Dubbed Nickel by Microsoft; the group of Chinese hackers was actively using the websites for intelligence gathering from thanks tanks, human rights organizations, and government agencies in 29 countries.
The Microsoft Digital Crimes Unit disrupted the activities of a hacking group based in China after a federal court allowed the company to seize the websites used by the group. Reportedly, the hacking group identified as Nickel was targeting organizations in 28 different countries, including the USA.
Microsoft Seizes Websites of Nickel Hacking Group
According to court documents, a federal court in the Eastern District of Virginia agreed to allow Microsoft to seize Nickel’s websites. The organization could cut off the group’s access to its victims, and the websites could no longer be used to execute attacks as the traffic was redirected to Microsoft servers.
Microsoft suspects that the attacks were geared towards intelligence gathering as the group mainly targeted human rights organizations, think tanks, diplomatic organizations, and government agencies.
Microsoft’s corporate vice president of Customer Security and Trust, Tom Burt, stated that the company has notified impacted customers about the attacks. Microsoft states it can protect current and future victims and learn more about Nickel’s activities by securing Nickel’s servers.
“Our disruption will not prevent Nickel from continuing other hacking activities, but we do believe we have removed a key piece of the infrastructure the group has been relying on for this latest wave of attacks,” Burt said in a blog post.
Nickel Under Microsoft’s Radar Since 2016
Reportedly, Microsoft’s Threat Intelligence Center had been tracking Nickel since 2016 as the group used malware to hijack company networks, steal data, and conduct surveillance.
Furthermore, Nickel hackers used known vulnerabilities identified in VPNs, Microsoft’s SharePoint system, and Exchange Server to infiltrate companies.
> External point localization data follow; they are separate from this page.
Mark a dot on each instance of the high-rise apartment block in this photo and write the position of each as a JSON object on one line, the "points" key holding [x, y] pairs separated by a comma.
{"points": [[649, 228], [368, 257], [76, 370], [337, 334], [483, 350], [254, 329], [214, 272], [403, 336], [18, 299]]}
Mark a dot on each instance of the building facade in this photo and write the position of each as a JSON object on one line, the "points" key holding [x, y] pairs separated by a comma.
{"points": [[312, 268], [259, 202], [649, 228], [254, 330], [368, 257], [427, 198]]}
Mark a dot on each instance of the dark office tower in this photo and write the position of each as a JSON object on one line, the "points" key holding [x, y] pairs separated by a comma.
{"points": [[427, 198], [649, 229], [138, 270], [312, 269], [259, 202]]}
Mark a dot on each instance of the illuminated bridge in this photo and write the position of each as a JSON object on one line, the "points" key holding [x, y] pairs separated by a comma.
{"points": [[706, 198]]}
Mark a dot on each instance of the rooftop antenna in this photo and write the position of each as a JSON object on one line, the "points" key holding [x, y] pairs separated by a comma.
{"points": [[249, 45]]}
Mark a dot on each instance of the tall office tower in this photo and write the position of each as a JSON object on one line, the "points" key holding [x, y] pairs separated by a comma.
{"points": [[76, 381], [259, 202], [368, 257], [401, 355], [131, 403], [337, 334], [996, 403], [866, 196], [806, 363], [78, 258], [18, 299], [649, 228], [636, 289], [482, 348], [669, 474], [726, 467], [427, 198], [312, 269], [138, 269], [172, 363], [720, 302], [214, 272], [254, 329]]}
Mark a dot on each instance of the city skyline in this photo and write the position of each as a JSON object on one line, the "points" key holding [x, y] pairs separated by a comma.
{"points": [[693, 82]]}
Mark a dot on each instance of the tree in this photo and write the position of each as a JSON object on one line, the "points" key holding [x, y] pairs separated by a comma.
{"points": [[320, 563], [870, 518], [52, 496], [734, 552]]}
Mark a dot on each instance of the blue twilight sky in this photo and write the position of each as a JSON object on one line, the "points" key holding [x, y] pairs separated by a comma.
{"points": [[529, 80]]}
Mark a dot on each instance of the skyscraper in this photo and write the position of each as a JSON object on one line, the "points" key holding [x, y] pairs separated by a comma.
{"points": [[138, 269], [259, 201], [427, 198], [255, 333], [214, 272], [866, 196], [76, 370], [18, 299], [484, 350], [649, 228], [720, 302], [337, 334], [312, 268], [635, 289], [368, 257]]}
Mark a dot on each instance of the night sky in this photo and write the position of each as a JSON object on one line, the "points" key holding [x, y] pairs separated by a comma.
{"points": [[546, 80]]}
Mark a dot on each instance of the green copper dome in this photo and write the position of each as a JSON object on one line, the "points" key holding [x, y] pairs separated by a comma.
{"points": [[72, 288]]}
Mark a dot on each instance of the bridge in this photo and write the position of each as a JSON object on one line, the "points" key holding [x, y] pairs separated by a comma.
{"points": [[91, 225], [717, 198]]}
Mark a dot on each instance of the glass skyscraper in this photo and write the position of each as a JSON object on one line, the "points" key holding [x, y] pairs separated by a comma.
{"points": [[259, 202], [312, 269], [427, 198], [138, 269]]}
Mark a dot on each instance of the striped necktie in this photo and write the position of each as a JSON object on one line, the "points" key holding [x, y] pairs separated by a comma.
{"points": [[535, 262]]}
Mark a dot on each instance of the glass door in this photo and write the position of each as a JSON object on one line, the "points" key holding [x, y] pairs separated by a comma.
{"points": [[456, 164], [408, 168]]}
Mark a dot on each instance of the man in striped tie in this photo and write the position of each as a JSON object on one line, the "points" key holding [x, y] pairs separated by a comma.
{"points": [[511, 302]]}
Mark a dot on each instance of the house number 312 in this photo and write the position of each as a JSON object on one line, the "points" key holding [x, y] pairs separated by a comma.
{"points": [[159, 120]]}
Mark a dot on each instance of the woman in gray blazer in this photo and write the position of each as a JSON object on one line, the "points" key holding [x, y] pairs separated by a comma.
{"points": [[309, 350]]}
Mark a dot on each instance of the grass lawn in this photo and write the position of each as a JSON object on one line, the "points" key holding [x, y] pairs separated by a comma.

Burt clarified that no new flaws in Microsoft’s products were identified while investigating the China-based hacking group.
In its Digital Defense Report, Microsoft described Nickel as one of the most active groups targeting government organizations and that the group’s attacks have been successful 90% of the time.
Most of the organizations targeted by Nickel are located in:
- North America
- The Caribbean
- South America
- Central America.
Some of the impacted countries include the following:
- United States
- Czech Republic
- United Kingdom
The full list of targeted countries is available here.
It is worth noting that researchers identified a connection between the targeted organizations and Chinese geopolitical interests.
“We will remain relentless in our efforts to improve the security of the ecosystem and we will continue to share activity we see, regardless of where it originates,” Burt emphasized.